Bernard Benhamou - Il est vrai que le texte final adopté est beaucoup plus en retrait que ce qui avait été envisagé lors de la préparation de cette manifestation. Et l'action internationale n'a pas rebondi aussi fortement qu'elle aurait dû par rapport aux enjeux mis en lumière par l'affaire Snowden. On pensait que l'essentiel se jouait autour de la gouvernance traditionnelle des noms de domaine. On se rend compte aujourd'hui que le pouvoir se situe davantage sur les normes, les standards, la sécurité et la protection de la vie privée.

L'Internet ne résisterait pas à une crise de confiance à l'échelle mondiale, or c'est peut-être ce vers quoi nous nous dirigeons. Des entreprises comme Cisco, Facebook ou Google en sont conscientes et les tensions augmentent vis-à-vis des intérêts sécuritaires américains. Mais aucune coalition d'Etats ne s'est encore formée au niveau mondial pour répondre aux nouveaux risques que fait courir cette surveillance de masse.

Très peu d'internautes semblent avoir changé leurs habitudes depuis les révélations de Snowden…

En France devrait-on préciser. Car la réaction politique et celle de l'opinion publique ont été extraordinairement prudentes, contrairement à nos voisins allemands. Ceux qui ont vécu la dictature en France, pendant le régime de Vichy, sont aujourd'hui des personnes très âgées, sous-représentées dans les débats d'opinion sur Internet. Le fait que les jeunes générations ne s'imprègnent pas assez de leurs expériences est un problème démocratique majeur.

Arnaud Montebourg a-t-il raison de miser sur les opérateurs télécoms pour créer "l'alternative numérique" française ?

Il faut avoir en tête les réalités technologiques et fonctionnelles de l'industrie télécom. Dans le top 30 des services mondiaux de l'Internet, on n'en trouve aucun qui ait été adossé à un opérateur ou une entreprise ancienne. Si le Minitel et le SMS ont bien fonctionné, ce dernier est désormais concurrencé par Twitter, WhatsApp et d'autres services qui ont grandi. iTunes est peut-être le seul contre-exemple. Je ne crois donc pas que l'organisateur ultime du secteur des nouvelles technologies en France puisse être un opérateur ou un acteur industriel historique.

Doit-on s'inquiéter pour la neutralité du Net, aujourd'hui remise en cause aux Etats-Unis ?

Certains sont tentés de justifier les investissements des fournisseurs d'accès par la création d'un traitement prioritaire de certaines données transitant sur le réseau. Mais un tel Internet, à plusieurs vitesses, serait un contresens historique profond.

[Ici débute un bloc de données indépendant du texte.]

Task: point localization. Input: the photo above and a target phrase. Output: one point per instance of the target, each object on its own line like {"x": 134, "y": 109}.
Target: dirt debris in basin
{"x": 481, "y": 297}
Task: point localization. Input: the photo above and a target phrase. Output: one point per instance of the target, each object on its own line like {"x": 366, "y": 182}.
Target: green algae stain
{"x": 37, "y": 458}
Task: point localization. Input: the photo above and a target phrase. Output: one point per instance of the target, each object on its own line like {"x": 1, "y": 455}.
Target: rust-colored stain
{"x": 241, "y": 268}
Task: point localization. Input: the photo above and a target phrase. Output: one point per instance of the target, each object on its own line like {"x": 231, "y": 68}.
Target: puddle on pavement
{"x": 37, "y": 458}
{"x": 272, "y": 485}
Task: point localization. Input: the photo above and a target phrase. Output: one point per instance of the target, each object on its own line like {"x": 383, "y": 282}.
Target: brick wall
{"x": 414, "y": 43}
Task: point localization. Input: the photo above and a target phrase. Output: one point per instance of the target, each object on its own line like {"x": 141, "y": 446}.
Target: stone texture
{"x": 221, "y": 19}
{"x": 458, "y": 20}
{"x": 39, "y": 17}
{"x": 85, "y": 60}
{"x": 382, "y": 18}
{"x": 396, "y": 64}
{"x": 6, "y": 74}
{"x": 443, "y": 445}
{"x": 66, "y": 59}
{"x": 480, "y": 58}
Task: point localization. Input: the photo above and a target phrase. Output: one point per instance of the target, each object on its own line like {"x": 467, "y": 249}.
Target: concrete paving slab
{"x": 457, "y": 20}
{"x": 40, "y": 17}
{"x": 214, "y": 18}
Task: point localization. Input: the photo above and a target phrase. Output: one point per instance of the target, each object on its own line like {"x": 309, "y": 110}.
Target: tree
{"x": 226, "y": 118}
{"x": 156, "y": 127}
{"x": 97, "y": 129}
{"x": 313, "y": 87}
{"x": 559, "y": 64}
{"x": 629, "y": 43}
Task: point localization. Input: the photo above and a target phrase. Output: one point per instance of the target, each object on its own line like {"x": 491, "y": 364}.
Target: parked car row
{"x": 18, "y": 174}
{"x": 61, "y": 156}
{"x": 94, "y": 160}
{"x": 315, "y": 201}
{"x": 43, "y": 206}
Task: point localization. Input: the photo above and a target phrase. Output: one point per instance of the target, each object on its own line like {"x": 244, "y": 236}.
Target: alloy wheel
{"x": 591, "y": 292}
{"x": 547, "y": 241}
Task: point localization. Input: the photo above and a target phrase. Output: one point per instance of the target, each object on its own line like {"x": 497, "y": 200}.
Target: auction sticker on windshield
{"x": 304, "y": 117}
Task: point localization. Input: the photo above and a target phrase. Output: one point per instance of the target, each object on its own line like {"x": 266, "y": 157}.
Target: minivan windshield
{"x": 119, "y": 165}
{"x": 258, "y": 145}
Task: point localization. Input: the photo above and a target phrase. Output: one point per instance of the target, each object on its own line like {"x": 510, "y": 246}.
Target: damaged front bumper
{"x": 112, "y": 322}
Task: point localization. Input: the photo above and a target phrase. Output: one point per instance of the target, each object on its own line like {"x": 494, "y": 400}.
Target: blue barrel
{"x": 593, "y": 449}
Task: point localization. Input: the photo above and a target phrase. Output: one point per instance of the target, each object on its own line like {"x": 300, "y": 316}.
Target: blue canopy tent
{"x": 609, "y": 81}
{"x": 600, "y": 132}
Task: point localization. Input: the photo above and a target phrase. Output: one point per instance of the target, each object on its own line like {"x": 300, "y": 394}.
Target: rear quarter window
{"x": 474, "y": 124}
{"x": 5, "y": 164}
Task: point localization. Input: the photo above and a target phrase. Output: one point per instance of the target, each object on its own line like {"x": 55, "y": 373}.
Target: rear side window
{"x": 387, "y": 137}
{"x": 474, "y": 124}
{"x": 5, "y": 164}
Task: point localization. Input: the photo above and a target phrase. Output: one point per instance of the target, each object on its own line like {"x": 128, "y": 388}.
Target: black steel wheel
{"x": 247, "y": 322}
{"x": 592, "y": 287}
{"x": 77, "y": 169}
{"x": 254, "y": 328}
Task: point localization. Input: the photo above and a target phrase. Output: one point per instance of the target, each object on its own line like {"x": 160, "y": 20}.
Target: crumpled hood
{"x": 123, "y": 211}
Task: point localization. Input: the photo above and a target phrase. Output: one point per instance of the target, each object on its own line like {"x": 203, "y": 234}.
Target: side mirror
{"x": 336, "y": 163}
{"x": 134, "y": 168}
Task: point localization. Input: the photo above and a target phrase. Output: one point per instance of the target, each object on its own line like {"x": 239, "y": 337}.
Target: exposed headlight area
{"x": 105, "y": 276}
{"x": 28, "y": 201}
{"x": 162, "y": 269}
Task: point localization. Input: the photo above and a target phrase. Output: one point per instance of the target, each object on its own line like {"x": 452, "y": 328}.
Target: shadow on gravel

Cela ne conduirait pas à un renouveau industriel mais à une stagnation au profit des acteurs existants, vu qu'il n'y aurait pas de place pour de nouveaux entrants.

Wikipedia, l'un des sites les plus consultés de la planète, cesserait d'exister si sa bande passante était soumise à péage, et Skype n'aurait probablement jamais vu le jour. On oublie trop souvent que la neutralité du Net n'est pas un principe de libertariens mais une garantie anti-monopole appliquée au réseau. C'est un leurre absolu de penser qu'une redistribution des ressources entre opérateurs et acteurs étrangers de l'Internet favoriserait l'éclosion d'une économie numérique solide en Europe. Cela aurait forcément des répercussions négatives en termes d'innovation.

Certains veulent garantir les grands principes d'Internet dans une constitution.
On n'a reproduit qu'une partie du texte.